Durante la prima seduta della settimana il differenziale Btp/Bund tratta con poche oscillazioni attorno ai 127 punti base rispetto alla chiusura dello scorso venerdì a 127,8 p.b. ,mentre stagna la situazione politica post elezioni. Secondo gli strategist di IG, il Presidente Sergio Mattarella ha evidenziato come non siano stati effettuati passi in avanti durante il corso della settimana, nonostante il Paese necessiti di un esecutivo stabile; in mancanza di un accordo tra Lega e M5S si prende in considerazione la probabiltà che l’incarico esplorativo venga affidato a capo ad una terza figura che possa andare a chiedere la maggioranza in Parlamento. Nel frattempo i rendimenti delle obbligazioni italiane sono del 1.80% con una variazione giornaliera del +0,39%.
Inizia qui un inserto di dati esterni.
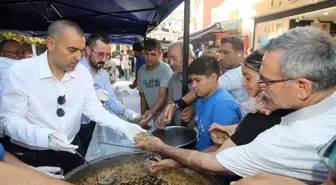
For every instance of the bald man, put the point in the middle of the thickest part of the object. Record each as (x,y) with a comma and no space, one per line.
(175,58)
(45,97)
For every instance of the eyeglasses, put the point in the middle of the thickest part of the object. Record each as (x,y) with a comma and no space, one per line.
(327,153)
(18,53)
(60,101)
(102,54)
(261,80)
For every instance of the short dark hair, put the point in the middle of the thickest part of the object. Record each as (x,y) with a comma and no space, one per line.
(236,42)
(152,44)
(4,43)
(137,47)
(204,65)
(254,60)
(59,26)
(98,35)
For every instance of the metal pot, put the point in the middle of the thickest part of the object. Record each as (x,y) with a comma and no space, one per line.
(82,172)
(178,136)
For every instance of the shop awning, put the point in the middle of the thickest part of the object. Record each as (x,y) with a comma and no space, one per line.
(136,17)
(203,32)
(223,26)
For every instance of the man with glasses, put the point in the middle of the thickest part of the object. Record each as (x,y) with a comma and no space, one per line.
(45,97)
(292,77)
(97,54)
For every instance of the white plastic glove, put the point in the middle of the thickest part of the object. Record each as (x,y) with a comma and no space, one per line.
(102,95)
(58,142)
(55,172)
(130,130)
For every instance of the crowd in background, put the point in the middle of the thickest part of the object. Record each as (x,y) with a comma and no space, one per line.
(277,104)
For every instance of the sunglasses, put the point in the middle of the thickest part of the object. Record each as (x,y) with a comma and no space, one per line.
(327,154)
(60,101)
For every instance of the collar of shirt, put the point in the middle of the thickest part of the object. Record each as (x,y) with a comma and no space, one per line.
(311,111)
(45,71)
(85,62)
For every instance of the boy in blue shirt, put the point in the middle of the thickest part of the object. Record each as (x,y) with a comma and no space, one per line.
(214,103)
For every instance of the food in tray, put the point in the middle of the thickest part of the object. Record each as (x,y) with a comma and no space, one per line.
(219,137)
(149,157)
(134,173)
(140,137)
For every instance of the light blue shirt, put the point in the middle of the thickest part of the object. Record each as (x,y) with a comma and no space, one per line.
(5,63)
(221,108)
(101,80)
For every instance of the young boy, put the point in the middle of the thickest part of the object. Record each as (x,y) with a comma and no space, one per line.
(214,103)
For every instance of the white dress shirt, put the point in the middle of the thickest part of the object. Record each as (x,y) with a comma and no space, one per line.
(29,103)
(288,149)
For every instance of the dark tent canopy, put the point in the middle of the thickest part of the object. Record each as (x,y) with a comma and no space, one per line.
(117,17)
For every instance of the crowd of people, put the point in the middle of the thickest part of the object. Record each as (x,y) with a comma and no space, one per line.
(283,132)
(291,85)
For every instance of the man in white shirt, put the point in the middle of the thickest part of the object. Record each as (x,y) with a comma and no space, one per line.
(45,97)
(292,77)
(97,53)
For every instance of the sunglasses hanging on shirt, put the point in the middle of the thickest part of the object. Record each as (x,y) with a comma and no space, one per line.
(60,101)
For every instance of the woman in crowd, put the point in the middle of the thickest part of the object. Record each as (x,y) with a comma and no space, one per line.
(252,124)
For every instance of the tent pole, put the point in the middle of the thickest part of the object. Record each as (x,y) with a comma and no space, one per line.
(186,46)
(185,49)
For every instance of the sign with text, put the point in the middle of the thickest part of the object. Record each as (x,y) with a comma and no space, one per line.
(322,26)
(268,7)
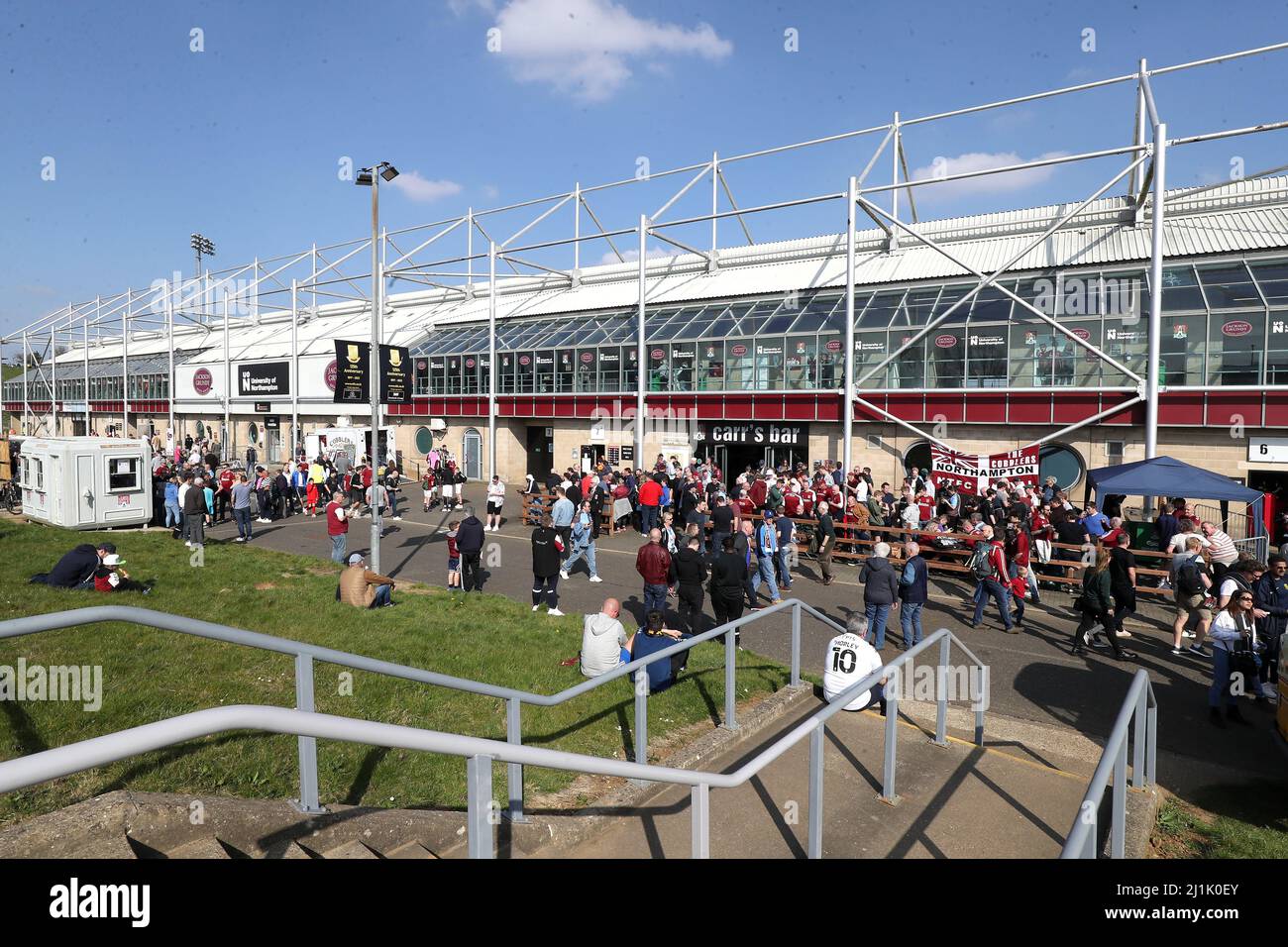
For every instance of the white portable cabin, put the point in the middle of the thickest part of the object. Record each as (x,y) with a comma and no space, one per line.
(86,482)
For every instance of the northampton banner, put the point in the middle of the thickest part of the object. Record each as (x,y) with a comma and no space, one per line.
(975,474)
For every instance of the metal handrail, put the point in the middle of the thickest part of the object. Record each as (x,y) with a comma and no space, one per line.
(1138,706)
(481,753)
(307,654)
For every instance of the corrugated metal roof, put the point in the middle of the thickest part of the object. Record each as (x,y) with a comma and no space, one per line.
(1239,217)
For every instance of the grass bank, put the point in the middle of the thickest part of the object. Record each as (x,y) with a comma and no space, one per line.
(150,676)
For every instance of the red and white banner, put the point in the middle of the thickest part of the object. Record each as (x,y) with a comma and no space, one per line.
(975,474)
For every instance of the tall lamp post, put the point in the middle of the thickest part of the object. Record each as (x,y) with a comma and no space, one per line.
(370,176)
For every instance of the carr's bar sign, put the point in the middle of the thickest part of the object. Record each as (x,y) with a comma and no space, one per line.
(974,474)
(265,377)
(791,434)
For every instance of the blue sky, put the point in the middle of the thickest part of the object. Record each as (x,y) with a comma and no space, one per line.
(243,141)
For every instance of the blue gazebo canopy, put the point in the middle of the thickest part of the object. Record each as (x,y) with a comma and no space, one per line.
(1167,476)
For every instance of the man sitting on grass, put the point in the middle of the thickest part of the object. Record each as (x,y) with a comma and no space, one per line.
(604,644)
(362,587)
(651,639)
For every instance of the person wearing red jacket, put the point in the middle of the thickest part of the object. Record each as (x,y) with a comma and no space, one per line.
(651,500)
(653,564)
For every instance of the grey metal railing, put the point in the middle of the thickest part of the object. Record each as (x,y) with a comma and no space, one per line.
(481,753)
(305,655)
(1140,707)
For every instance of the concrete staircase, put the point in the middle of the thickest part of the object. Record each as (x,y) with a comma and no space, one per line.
(1014,797)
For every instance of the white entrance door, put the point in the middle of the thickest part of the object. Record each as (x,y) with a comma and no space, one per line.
(85,495)
(473,445)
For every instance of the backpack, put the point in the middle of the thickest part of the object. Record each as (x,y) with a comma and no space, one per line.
(980,561)
(1188,579)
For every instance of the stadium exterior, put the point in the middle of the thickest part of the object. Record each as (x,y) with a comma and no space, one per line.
(1109,329)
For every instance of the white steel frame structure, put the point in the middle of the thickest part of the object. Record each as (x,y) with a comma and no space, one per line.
(273,289)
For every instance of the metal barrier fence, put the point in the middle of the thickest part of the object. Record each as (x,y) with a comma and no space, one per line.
(480,753)
(1140,712)
(305,655)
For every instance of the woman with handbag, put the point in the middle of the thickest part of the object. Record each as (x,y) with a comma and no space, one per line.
(1233,652)
(1098,605)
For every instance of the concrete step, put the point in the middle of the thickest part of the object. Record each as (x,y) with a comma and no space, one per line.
(410,849)
(206,847)
(349,849)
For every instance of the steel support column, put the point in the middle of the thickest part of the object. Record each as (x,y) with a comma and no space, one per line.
(1155,291)
(848,356)
(490,359)
(640,363)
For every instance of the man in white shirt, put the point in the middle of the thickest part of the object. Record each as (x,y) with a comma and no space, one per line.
(494,497)
(604,644)
(849,660)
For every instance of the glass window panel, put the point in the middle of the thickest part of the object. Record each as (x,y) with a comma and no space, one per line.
(986,357)
(471,372)
(1181,346)
(739,365)
(870,348)
(831,361)
(454,373)
(990,304)
(769,364)
(683,357)
(802,363)
(777,325)
(609,369)
(630,368)
(880,312)
(526,372)
(711,367)
(1273,278)
(918,307)
(819,309)
(505,372)
(1234,348)
(658,368)
(585,369)
(1276,348)
(565,363)
(1229,287)
(947,357)
(909,369)
(545,371)
(1181,291)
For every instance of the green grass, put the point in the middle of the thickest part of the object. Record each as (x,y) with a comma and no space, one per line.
(150,676)
(1236,821)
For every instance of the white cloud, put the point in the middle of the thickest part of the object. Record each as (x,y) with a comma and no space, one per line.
(988,183)
(584,48)
(420,188)
(462,7)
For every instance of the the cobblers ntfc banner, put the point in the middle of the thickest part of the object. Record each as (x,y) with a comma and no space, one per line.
(975,474)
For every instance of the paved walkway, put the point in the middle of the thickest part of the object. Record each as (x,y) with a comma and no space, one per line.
(1033,676)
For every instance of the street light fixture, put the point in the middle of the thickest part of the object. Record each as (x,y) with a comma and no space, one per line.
(370,176)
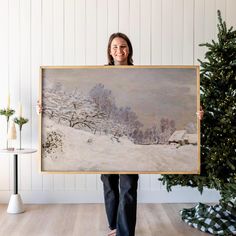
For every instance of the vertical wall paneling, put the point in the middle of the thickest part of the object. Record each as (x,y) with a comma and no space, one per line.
(80,32)
(145,59)
(230,11)
(178,31)
(156,32)
(25,90)
(167,40)
(221,5)
(69,32)
(102,37)
(145,32)
(134,29)
(91,32)
(80,59)
(91,51)
(199,16)
(124,16)
(75,32)
(58,59)
(188,34)
(36,58)
(69,58)
(4,68)
(14,61)
(210,20)
(102,40)
(47,59)
(113,16)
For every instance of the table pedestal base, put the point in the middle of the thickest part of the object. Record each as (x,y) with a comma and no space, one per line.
(15,205)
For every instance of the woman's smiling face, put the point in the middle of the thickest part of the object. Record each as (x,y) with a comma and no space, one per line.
(119,51)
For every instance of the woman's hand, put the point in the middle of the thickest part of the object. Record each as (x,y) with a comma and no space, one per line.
(200,113)
(39,108)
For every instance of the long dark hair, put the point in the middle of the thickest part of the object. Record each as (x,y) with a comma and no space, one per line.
(123,36)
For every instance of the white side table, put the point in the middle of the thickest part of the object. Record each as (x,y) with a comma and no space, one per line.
(15,205)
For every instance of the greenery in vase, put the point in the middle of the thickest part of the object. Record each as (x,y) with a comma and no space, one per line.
(218,127)
(7,112)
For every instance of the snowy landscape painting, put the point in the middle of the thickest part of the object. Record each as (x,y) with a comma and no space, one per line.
(127,119)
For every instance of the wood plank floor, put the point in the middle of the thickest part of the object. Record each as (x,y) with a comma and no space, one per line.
(90,220)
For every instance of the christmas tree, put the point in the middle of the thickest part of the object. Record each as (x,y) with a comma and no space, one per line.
(218,127)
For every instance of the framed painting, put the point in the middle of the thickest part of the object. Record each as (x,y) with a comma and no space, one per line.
(125,119)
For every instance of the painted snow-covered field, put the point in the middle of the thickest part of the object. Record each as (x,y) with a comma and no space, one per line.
(102,153)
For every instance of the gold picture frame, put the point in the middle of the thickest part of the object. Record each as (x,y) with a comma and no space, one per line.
(119,120)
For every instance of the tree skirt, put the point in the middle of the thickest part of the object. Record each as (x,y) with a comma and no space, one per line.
(218,220)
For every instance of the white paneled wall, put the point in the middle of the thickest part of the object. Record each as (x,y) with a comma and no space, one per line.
(75,32)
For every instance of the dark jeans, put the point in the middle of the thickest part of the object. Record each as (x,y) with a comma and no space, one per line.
(121,206)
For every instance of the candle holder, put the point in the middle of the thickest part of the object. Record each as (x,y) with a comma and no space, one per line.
(7,113)
(20,121)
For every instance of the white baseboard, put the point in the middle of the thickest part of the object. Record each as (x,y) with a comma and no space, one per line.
(179,195)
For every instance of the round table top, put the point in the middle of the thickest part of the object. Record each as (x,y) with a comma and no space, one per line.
(18,151)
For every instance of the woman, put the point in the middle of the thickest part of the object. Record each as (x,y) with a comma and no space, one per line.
(120,205)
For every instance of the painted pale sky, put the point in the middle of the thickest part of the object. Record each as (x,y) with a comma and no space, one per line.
(153,93)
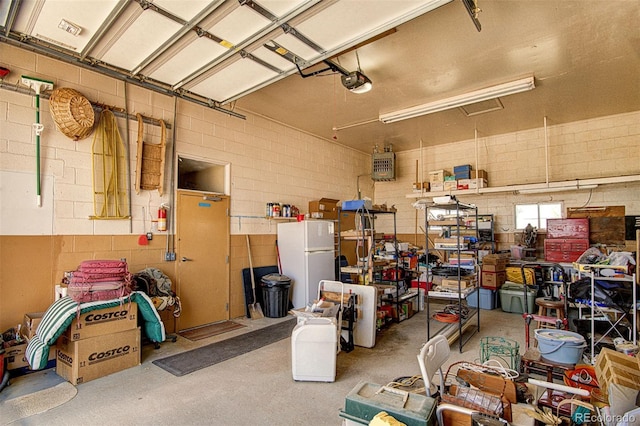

Il rating spagnolo ha subito un incremento a Baa1 da Moody’s con outlook stabile, ma con una raccomandazione della Standar & Poor’s e Fitch al di sotto di un notch.
Perciò gli strategist di Unicredit affermano che probabilmente la risposta del mercato spagnolo rimarrà modesta anche se le serie di revisioni al rialzo in corso possa essere considerato un aspetto positivo per l’Eurozona.
I rendimenti del Bund decennale è in rialzo allo 0,524% con una variazione giornaliera del + 2,54%, in avvicinamento al massimo delle ultime tre settimane , nonostante gli attacchi in Siria durante l’ultimo week end comandati da Trump.
Secondo gli azionisti di Rabobank gli attacchi mirati e ''chirurgigi'' hanno contribuito alla debole risposta del mercato obbligazionario. Il Treasury americano ha rendimenti del 2,85% con variazione giornaliera dello +0,85%.
Gli strategist di Mizuho ricordano che questa settimana è attesa l’emissione di 14,5 miliardi di euro di titoli di stato europei da parte di Germania, Francia e Spagna.